A native of Tucumcari, New Mexico, where her family had lived for four generations, Krasin began her formal art training at the University of Texas at Austin and later studied under renowned painter and printmaker Elmer Schooley at New Mexico Highlands University. Following graduate studies at Kansas State University, she returned to New Mexico and settled in Santa Fe, where she also studied the work of fellow Santa Fe woodcut artist Gustave Baumann. Krasin, however, preferred the “dance” of silkscreen: the process of drawing the sketches, cutting the stencils, formulating the colors, printing by hand. She diluted inks and layered colors to create transparent, ethereal beauty.
Her highly refined work proved that silkscreen, or serigraphy, was not just a medium for photo-transfer T-shirts or simple graphic designs in flat colors. For a single print she might use as many as forty successive screens, all cut by hand, to create a detailed, textured work of art.
As Carmen Vendelin, the curator of art at the New Mexico Museum of art, wrote in Kate Krasin: Luminous Prints, “Krasin created a body of work that pushed the technical and aesthetic possibilities of silkscreen printing. Defying expectations that this print medium best employs simple graphic forms and solid colors, her work evolved over twenty years to incorporate translucent, textured layers of color and fine-tuned levels of minute detail.”

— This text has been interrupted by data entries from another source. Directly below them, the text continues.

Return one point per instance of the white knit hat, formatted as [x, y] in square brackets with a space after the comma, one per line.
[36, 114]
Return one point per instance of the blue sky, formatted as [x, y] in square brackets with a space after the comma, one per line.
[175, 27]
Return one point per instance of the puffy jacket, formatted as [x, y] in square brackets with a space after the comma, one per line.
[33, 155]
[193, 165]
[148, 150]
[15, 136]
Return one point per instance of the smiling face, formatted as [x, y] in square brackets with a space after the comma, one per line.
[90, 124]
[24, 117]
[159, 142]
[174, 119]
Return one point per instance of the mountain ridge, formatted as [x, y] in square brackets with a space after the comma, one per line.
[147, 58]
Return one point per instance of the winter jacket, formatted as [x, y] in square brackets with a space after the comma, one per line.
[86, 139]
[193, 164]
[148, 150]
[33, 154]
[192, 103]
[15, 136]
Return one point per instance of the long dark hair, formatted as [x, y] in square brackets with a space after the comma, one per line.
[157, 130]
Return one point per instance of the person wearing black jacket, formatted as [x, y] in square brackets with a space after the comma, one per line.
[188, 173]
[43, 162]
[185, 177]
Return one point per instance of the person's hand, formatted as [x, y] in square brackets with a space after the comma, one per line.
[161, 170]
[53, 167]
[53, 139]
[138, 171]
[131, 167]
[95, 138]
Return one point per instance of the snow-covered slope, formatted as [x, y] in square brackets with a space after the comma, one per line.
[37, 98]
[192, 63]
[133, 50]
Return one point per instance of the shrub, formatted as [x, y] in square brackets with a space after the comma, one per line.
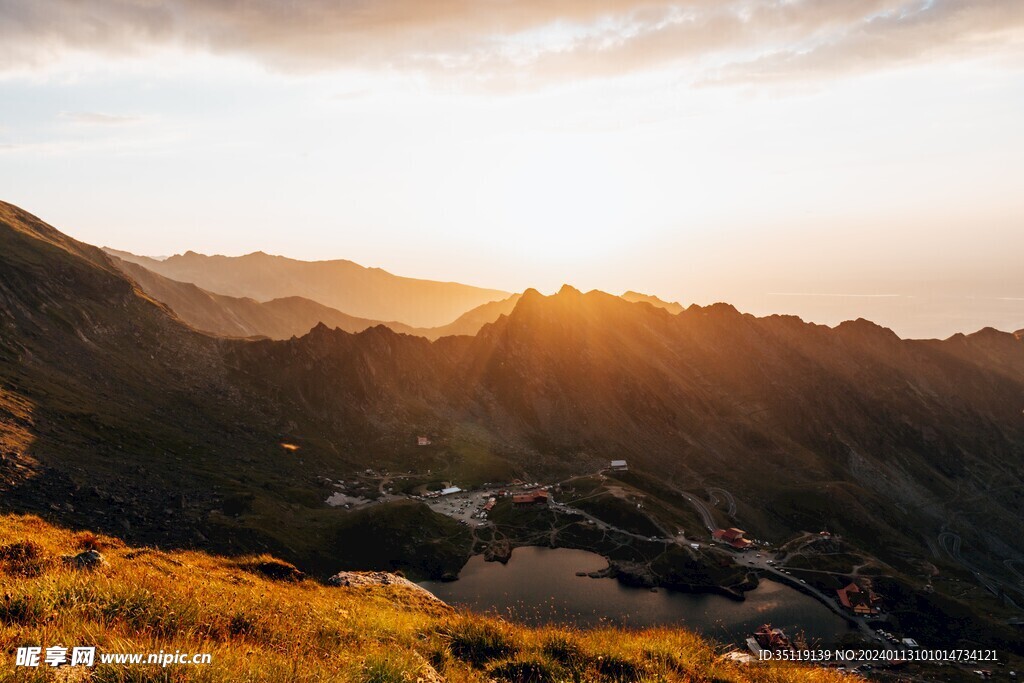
[478, 641]
[524, 671]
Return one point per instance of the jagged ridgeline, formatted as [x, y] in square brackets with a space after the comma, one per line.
[117, 416]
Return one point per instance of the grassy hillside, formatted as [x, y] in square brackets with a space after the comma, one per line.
[258, 628]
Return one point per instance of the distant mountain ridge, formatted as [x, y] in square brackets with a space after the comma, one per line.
[295, 315]
[363, 293]
[284, 317]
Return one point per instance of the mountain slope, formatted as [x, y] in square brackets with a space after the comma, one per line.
[344, 286]
[284, 317]
[887, 441]
[258, 619]
[670, 306]
[237, 316]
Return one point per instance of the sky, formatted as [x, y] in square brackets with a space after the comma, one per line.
[832, 159]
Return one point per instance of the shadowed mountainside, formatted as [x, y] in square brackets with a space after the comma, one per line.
[107, 396]
[344, 286]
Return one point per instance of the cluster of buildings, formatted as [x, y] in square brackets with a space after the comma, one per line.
[530, 498]
[860, 600]
[733, 538]
[767, 638]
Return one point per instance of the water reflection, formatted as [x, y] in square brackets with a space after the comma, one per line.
[540, 586]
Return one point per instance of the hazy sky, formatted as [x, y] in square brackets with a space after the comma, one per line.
[785, 155]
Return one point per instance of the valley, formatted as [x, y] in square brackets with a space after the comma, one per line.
[117, 417]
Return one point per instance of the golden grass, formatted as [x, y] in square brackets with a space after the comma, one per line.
[258, 629]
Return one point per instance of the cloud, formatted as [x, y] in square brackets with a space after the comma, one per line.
[97, 119]
[524, 41]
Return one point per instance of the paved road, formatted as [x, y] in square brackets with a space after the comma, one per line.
[706, 514]
[951, 544]
[762, 564]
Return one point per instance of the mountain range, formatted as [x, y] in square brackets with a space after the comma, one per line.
[116, 415]
[295, 315]
[361, 292]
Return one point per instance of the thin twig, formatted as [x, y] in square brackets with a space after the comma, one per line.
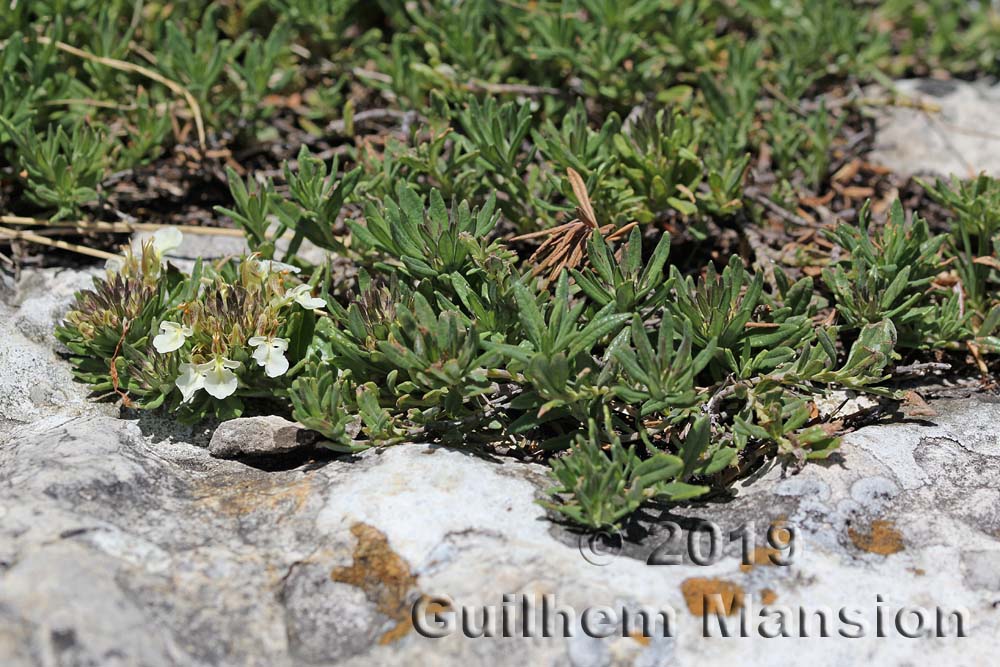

Drawn to the southwestern landscape as subject again and again, Krasin felt an affinity for her native New Mexico. “We happen to live in a landscape that is just fraught with color—red rock, turquoise chamisa, pink and maroon earth—it’s everywhere, so that walking here can make me high,” Krasin said. “And in New Mexico there’s a definite ancient feeling to the land, a sense of civilizations that have gone before, a pervasive quality that’s sometimes enough to make my hair stand on end. I want that mystery, as much as I can put it in a straight landscape. I try to make pictures of mystery—not just mountains, but rather the feeling, the meaning, of the Earth.”
Her work is found in many private and public collections, including those of the Roswell Museum and Art Center, the Albuquerque Museum of Art and History, the New Mexico State Capitol, and the New Mexico Museum of Art, Santa Fe.